Bayern München lehnt späten Leih-Versuch von Juventus Turin für Sacha Boey ab
Am letzten Tag des Sommertransferfensters 2025 kam es zu einem kurzen, aber intensiven Transferpoker zwischen zwei europäischen Fußballgiganten. Juventus Turin versuchte mit einem späten Angebot, den französischen Außenverteidiger Sacha Boey vom FC Bayern München auf Leihbasis zu verpflichten – doch der deutsche Rekordmeister ließ sich nicht beirren und erteilte dem Vorstoß eine klare Absage.

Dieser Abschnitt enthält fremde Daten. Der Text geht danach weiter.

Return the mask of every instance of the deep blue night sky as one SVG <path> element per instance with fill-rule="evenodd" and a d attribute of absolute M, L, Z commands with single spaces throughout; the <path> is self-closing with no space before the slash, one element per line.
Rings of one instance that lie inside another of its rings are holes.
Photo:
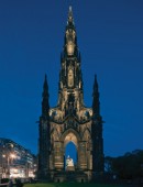
<path fill-rule="evenodd" d="M 54 107 L 70 4 L 87 107 L 98 77 L 105 155 L 143 148 L 142 0 L 1 0 L 0 136 L 37 153 L 44 75 Z"/>

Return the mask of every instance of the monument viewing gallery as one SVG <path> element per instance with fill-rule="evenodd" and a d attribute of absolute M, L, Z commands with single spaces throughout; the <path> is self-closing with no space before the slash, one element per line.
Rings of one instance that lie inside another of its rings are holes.
<path fill-rule="evenodd" d="M 40 117 L 37 177 L 53 182 L 89 182 L 103 174 L 102 117 L 97 77 L 92 90 L 92 106 L 84 105 L 81 58 L 72 7 L 61 54 L 57 106 L 50 108 L 45 76 Z M 73 142 L 77 163 L 65 150 Z"/>

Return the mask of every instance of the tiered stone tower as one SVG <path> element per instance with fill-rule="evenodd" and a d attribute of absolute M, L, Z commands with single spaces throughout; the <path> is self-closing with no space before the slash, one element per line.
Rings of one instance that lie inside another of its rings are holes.
<path fill-rule="evenodd" d="M 48 86 L 43 86 L 42 116 L 40 117 L 38 177 L 68 180 L 65 170 L 65 147 L 72 141 L 77 148 L 75 180 L 90 180 L 103 172 L 102 118 L 97 77 L 95 76 L 92 107 L 84 105 L 81 58 L 69 7 L 64 47 L 61 54 L 58 102 L 48 105 Z"/>

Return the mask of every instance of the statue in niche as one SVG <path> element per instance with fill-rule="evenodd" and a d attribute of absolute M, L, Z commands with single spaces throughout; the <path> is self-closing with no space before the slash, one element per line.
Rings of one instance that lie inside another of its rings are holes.
<path fill-rule="evenodd" d="M 66 167 L 73 167 L 73 166 L 74 166 L 74 161 L 68 155 L 66 158 Z"/>

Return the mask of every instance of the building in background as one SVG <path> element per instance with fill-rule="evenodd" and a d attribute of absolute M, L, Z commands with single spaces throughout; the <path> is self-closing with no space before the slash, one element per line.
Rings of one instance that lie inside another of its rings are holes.
<path fill-rule="evenodd" d="M 9 139 L 0 138 L 0 178 L 35 177 L 36 157 Z"/>

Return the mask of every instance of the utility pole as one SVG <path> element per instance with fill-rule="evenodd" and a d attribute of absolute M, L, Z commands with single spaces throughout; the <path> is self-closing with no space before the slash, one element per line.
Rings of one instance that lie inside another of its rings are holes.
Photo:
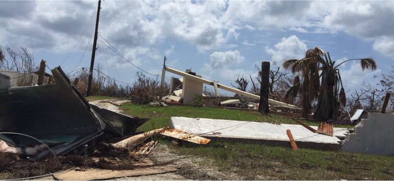
<path fill-rule="evenodd" d="M 90 69 L 89 70 L 89 79 L 87 82 L 87 90 L 86 96 L 90 95 L 91 88 L 91 79 L 93 76 L 93 67 L 95 64 L 95 56 L 96 55 L 96 44 L 97 44 L 98 29 L 99 28 L 99 19 L 100 18 L 100 9 L 101 5 L 101 0 L 99 0 L 99 6 L 97 8 L 97 17 L 96 19 L 96 31 L 95 31 L 95 39 L 93 40 L 93 49 L 91 50 L 91 60 L 90 61 Z"/>

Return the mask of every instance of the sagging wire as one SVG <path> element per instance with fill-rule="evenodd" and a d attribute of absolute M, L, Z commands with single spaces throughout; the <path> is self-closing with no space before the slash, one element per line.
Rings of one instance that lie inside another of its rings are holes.
<path fill-rule="evenodd" d="M 67 170 L 59 171 L 58 172 L 55 172 L 55 173 L 48 173 L 48 174 L 46 174 L 45 175 L 35 176 L 31 176 L 31 177 L 26 177 L 26 178 L 8 179 L 6 179 L 6 180 L 20 180 L 30 179 L 33 179 L 33 178 L 41 178 L 41 177 L 43 177 L 44 176 L 50 176 L 50 175 L 55 175 L 55 174 L 59 174 L 59 173 L 62 173 L 63 172 L 70 171 L 74 169 L 74 168 L 75 168 L 75 167 L 74 167 L 71 168 L 69 168 L 69 169 L 68 169 Z"/>
<path fill-rule="evenodd" d="M 21 135 L 21 136 L 26 136 L 26 137 L 29 137 L 30 138 L 32 138 L 33 139 L 35 140 L 37 140 L 39 142 L 40 142 L 40 143 L 42 143 L 42 144 L 43 144 L 44 145 L 45 145 L 45 146 L 46 146 L 47 148 L 48 148 L 48 149 L 49 149 L 49 151 L 51 151 L 51 152 L 52 153 L 52 154 L 53 154 L 54 156 L 55 156 L 55 158 L 56 159 L 56 160 L 57 160 L 58 162 L 59 162 L 59 163 L 60 163 L 60 162 L 59 161 L 59 159 L 57 158 L 57 156 L 56 156 L 56 154 L 55 153 L 55 152 L 54 152 L 53 150 L 52 150 L 52 149 L 51 149 L 51 148 L 50 148 L 49 146 L 48 146 L 48 145 L 47 145 L 46 144 L 44 143 L 43 142 L 40 141 L 39 139 L 38 139 L 37 138 L 34 138 L 34 137 L 32 137 L 31 136 L 29 136 L 28 135 L 25 135 L 25 134 L 21 134 L 21 133 L 18 133 L 0 132 L 0 134 L 6 134 L 6 135 L 7 135 L 7 134 L 10 134 L 10 135 Z"/>

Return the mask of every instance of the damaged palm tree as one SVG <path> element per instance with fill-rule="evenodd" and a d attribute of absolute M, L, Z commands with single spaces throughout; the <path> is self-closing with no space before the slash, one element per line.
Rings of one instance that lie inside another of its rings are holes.
<path fill-rule="evenodd" d="M 293 99 L 302 90 L 303 116 L 307 116 L 310 113 L 312 101 L 317 99 L 317 108 L 314 119 L 336 119 L 339 103 L 343 105 L 346 103 L 345 91 L 338 67 L 351 60 L 360 60 L 363 70 L 376 69 L 376 63 L 370 58 L 350 59 L 336 65 L 335 61 L 331 60 L 330 54 L 325 53 L 318 47 L 308 50 L 305 58 L 302 59 L 285 61 L 285 68 L 291 70 L 293 74 L 300 73 L 304 78 L 301 83 L 299 77 L 296 77 L 294 84 L 286 93 L 285 98 Z"/>

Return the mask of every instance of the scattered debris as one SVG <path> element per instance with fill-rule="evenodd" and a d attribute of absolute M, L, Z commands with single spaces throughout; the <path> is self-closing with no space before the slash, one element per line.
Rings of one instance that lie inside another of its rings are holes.
<path fill-rule="evenodd" d="M 163 128 L 160 128 L 134 135 L 116 143 L 112 144 L 112 145 L 117 148 L 131 147 L 135 144 L 142 142 L 153 135 L 160 132 L 163 129 Z"/>
<path fill-rule="evenodd" d="M 120 136 L 135 133 L 137 127 L 149 120 L 148 118 L 131 117 L 98 106 L 91 104 L 89 105 L 101 117 L 110 123 L 110 125 L 107 125 L 114 126 L 118 132 L 121 133 Z"/>
<path fill-rule="evenodd" d="M 323 135 L 334 136 L 334 128 L 333 124 L 329 124 L 327 122 L 320 122 L 317 127 L 318 133 Z"/>
<path fill-rule="evenodd" d="M 292 117 L 290 117 L 290 118 L 291 119 L 295 121 L 295 122 L 298 122 L 298 123 L 299 123 L 299 124 L 302 125 L 303 126 L 305 127 L 305 128 L 306 128 L 307 129 L 309 130 L 310 131 L 311 131 L 311 132 L 312 132 L 313 133 L 317 133 L 317 130 L 312 128 L 311 126 L 308 125 L 307 124 L 304 123 L 304 122 L 303 122 L 302 121 L 297 119 L 296 118 Z"/>
<path fill-rule="evenodd" d="M 11 87 L 0 90 L 0 110 L 7 110 L 0 112 L 0 130 L 37 138 L 60 156 L 102 135 L 106 124 L 90 109 L 60 67 L 52 70 L 52 73 L 56 84 Z M 39 143 L 20 135 L 7 136 L 12 142 L 17 142 L 20 148 Z M 43 158 L 50 152 L 49 150 L 37 152 L 30 159 Z"/>
<path fill-rule="evenodd" d="M 56 179 L 61 180 L 102 180 L 126 176 L 147 175 L 167 173 L 177 170 L 178 170 L 177 168 L 165 167 L 125 170 L 88 169 L 83 171 L 73 170 L 66 173 L 54 175 L 54 177 Z"/>
<path fill-rule="evenodd" d="M 297 147 L 297 144 L 295 143 L 294 139 L 293 138 L 293 135 L 291 134 L 290 130 L 286 130 L 286 133 L 287 134 L 287 136 L 289 137 L 289 139 L 290 140 L 290 143 L 291 143 L 291 147 L 293 148 L 293 149 L 295 150 L 298 149 L 298 147 Z"/>
<path fill-rule="evenodd" d="M 353 116 L 352 116 L 352 118 L 350 118 L 350 121 L 352 122 L 358 122 L 360 120 L 360 119 L 366 118 L 366 114 L 365 113 L 366 113 L 367 112 L 363 109 L 358 109 L 356 111 Z"/>
<path fill-rule="evenodd" d="M 197 144 L 206 144 L 211 141 L 211 140 L 208 139 L 170 127 L 163 128 L 158 132 L 158 134 Z"/>

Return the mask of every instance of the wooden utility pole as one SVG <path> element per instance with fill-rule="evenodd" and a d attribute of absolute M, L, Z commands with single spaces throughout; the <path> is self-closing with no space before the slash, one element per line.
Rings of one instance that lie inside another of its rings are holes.
<path fill-rule="evenodd" d="M 386 96 L 384 96 L 384 101 L 383 101 L 383 105 L 382 106 L 382 110 L 380 110 L 381 113 L 385 113 L 386 112 L 386 108 L 387 107 L 387 104 L 388 104 L 388 100 L 390 99 L 390 95 L 391 94 L 391 91 L 388 91 L 386 92 Z"/>
<path fill-rule="evenodd" d="M 91 60 L 90 61 L 90 69 L 89 70 L 89 79 L 87 82 L 87 90 L 86 96 L 90 95 L 90 89 L 91 88 L 91 79 L 93 76 L 93 67 L 95 64 L 95 56 L 96 55 L 96 44 L 97 44 L 97 34 L 99 28 L 99 19 L 100 18 L 100 9 L 101 9 L 101 0 L 99 0 L 99 6 L 97 8 L 97 17 L 96 19 L 96 30 L 95 31 L 95 39 L 93 40 L 93 49 L 91 50 Z"/>
<path fill-rule="evenodd" d="M 260 99 L 259 101 L 259 112 L 263 115 L 269 113 L 268 95 L 269 94 L 269 62 L 261 63 L 261 85 Z"/>
<path fill-rule="evenodd" d="M 41 60 L 40 63 L 40 69 L 38 70 L 38 81 L 37 82 L 37 85 L 39 86 L 44 84 L 44 80 L 45 80 L 45 62 L 43 60 Z"/>

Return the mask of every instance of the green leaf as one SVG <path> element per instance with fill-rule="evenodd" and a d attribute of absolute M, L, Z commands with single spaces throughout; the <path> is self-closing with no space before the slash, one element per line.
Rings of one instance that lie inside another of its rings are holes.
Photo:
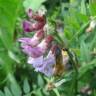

Laut internen Quellen aus dem Umfeld des FC Bayern traf das Angebot der Italiener nur wenige Stunden vor Schließung des Transferfensters an der Säbener Straße ein. Juventus, das nach einer Verletzung von Stammverteidiger Danilo dringend nach Verstärkung suchte, wollte Boey zunächst bis zum Saisonende ausleihen. Im Paket enthalten war eine nicht bindende Kaufoption von rund 20 Millionen Euro – ein Betrag, den die Bayern als deutlich zu niedrig betrachteten. Immerhin hatte man Boey im Januar 2024 für rund 30 Millionen Euro von Galatasaray verpflichtet, mit dem klaren Ziel, ihn langfristig aufzubauen.
Trotz seiner verletzungsgeplagten ersten Monate in München sieht die sportliche Führung in Boey nach wie vor einen wichtigen Bestandteil für die Zukunft. Der 24-Jährige, der nach einer monatelangen Muskelverletzung kürzlich wieder ins Mannschaftstraining eingestiegen ist, genießt das Vertrauen von Trainer Vincent Kompany. Dieser soll intern deutlich gemacht haben, dass Boey nicht nur als Kaderspieler, sondern als ernsthafte Option für die Startelf eingeplant ist.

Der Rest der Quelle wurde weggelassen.